6 aprile 2018

Mps: pm Milano chiede proscioglimento per Viola e Profumo -3-

 

(Il Sole 24 Ore Radiocor Plus) – Milano, 06 apr – L’ inchiesta che si trova ora davanti al Gup del tribunale di Milano Alessandra Del Corvo era stato aperto dalla procura di Siena e poi trasferito a Milano per competenza territoriale. Il fascicolo era stato affidato ai pm Giordano Baggio, Mauro Clerici e Stefano Civardi.
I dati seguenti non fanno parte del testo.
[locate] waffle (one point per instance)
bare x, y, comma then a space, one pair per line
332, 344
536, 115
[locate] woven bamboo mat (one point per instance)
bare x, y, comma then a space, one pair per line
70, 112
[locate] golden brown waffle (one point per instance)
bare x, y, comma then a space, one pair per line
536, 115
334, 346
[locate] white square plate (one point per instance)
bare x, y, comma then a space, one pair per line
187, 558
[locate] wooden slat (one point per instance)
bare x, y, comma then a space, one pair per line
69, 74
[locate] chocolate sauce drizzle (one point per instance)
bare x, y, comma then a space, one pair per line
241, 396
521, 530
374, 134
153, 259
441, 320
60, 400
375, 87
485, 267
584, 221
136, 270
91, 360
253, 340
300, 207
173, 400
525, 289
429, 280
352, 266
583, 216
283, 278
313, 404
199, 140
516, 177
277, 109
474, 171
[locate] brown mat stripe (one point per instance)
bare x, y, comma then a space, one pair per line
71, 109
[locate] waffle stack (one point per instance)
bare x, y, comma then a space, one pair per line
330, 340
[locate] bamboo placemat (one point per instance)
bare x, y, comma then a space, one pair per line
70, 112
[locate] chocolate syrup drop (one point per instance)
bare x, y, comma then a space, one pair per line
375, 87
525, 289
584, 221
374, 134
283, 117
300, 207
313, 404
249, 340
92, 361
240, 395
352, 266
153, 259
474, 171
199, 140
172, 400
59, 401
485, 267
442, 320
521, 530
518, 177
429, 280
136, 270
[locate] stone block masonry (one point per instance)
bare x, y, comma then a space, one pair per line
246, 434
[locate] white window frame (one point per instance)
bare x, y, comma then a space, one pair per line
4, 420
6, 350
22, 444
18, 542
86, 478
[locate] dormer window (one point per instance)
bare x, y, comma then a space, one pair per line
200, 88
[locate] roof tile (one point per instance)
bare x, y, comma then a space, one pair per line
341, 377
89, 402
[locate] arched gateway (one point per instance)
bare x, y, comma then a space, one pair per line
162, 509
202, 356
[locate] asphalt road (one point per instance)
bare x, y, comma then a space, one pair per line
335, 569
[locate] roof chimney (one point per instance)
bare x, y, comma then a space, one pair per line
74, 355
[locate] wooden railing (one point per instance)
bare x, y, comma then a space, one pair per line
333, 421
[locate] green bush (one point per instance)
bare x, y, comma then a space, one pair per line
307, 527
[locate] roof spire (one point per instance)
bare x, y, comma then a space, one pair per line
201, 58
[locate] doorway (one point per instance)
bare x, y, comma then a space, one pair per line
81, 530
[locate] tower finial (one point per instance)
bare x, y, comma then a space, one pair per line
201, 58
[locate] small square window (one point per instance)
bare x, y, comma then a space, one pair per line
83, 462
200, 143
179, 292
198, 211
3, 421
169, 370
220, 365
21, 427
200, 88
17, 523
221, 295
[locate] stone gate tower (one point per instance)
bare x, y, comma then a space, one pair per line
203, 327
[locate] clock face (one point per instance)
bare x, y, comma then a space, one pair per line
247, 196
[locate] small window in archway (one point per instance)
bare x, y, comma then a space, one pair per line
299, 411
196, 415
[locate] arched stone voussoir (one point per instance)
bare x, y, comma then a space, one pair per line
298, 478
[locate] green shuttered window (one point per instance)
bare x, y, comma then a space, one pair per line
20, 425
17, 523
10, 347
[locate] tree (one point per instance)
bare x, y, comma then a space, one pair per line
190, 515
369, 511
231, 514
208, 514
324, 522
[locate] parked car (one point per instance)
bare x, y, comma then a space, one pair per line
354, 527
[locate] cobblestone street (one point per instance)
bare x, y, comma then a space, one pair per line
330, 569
I magistrati a fine agosto 2016 presentarono richiesta di archiviazione per gli 11 indagati e disposero l’ archiviazione per la banca, indagata per la legge 231/2001 sulla responsabilita’ amministrativa degli enti degli enti. Il Codacons e alcuni piccoli azionisti di Mps presentarono opposizione alla richiesta di archiviazione e, nell’ aprile 2017, il Gip di Milano Livio Antonello Cristofano respinse la richiesta della procura per Viola, Profumo e Salvadori, imponendo l’ imputazione coatta per i reati di aggiotaggio e falso in bilancio. Nel frattempo, intervenne nella vicenda anche il sostituto pg di Milano Felice Isnardi che dispose ulteriori accertamenti sulla posizione della banca, sfruttando la possibilita’ che concede l’ articolo 58 della legge 231 di svolgere “gli accertamenti indispensabili e, qualora ritenga ne ricorrano le condizioni, contestare all’ ente le violazioni amministrative conseguenti al reato” entro sei mesi dalla comunicazione del decreto motivato dell’ archiviazione emesso dalla Procura. Nel quadro di questi approfondimenti, e’ stata eseguita anche una perizia tecnica sui derivati Santorini e Alexandria, a cui il Gip Cristofano ha poi fatto riferimento nel disporre l’ imputazione coatta per gli ex vertici di Mps. La procura, invece, nel chiedere il proscioglimento degli indagati e’ rimasta sulla propria posizione iniziale, che era stata di chiedere l’ archiviazione alla fine delle indagini.